Approximate Sampling using an Accelerated Metropolis-Hastings based on Bayesian Optimization and Gaussian Processes
This addresses efficiency issues in MCMC for unimodal distributions, particularly with big data, but is incremental as it builds on existing MH methods.
The paper tackles the problem of computationally expensive target distributions in Metropolis-Hastings MCMC by proposing an enhanced algorithm that uses Bayesian optimization and Gaussian processes to reduce function evaluations and improve proposal distributions, showing significant improvement over regular MH in experiments.
Markov Chain Monte Carlo (MCMC) methods have a drawback when working with a target distribution or likelihood function that is computationally expensive to evaluate, specially when working with big data.

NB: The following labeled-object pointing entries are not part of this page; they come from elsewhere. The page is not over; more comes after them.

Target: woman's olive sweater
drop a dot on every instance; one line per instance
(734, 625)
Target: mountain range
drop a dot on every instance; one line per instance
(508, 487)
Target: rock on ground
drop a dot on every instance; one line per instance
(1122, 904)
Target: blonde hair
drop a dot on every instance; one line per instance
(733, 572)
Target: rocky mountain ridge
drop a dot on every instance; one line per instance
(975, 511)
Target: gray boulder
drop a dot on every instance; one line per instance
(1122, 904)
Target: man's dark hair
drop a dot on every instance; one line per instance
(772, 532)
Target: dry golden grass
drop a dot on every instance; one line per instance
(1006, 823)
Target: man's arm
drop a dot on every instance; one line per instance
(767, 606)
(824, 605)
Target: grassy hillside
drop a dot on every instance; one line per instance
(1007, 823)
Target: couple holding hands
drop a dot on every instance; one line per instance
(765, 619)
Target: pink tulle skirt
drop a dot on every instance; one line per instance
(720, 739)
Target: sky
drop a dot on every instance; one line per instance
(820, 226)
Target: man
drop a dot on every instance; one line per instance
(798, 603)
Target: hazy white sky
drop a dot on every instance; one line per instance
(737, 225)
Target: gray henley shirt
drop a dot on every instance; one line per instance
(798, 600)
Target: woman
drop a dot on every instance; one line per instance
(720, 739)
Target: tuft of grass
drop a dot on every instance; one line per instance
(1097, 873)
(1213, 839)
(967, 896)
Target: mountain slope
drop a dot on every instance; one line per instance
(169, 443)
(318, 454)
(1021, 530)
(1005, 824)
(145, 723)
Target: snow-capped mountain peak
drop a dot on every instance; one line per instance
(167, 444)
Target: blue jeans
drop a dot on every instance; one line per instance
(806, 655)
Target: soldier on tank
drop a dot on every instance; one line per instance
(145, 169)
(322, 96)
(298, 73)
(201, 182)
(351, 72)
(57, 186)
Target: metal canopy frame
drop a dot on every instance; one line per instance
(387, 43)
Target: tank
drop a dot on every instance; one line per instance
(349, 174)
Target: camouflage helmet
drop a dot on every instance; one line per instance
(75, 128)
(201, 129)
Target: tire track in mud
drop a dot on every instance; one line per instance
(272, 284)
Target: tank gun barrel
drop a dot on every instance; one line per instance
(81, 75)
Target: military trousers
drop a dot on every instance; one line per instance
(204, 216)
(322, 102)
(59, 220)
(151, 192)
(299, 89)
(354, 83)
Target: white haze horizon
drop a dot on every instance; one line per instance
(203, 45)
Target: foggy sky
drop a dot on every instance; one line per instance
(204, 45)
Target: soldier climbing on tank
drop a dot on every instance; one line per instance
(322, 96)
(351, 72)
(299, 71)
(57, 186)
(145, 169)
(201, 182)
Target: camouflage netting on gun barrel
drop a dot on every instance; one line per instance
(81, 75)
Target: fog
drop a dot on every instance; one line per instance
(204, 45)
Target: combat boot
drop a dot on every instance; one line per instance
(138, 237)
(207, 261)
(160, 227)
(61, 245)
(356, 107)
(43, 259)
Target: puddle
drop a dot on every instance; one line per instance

This paper focuses on Metropolis-Hastings (MH) algorithm for unimodal distributions. Here, an enhanced MH algorithm is proposed that requires less number of expensive function evaluations, has shorter burn-in period, and uses a better proposal distribution. The main innovations include the use of Bayesian optimization to reach the high probability region quickly, emulating the target distribution using Gaussian processes (GP), and using Laplace approximation of the GP to build a proposal distribution that captures the underlying correlation better. The experiments show significant improvement over the regular MH. Statistical comparison between the results from two algorithms is presented.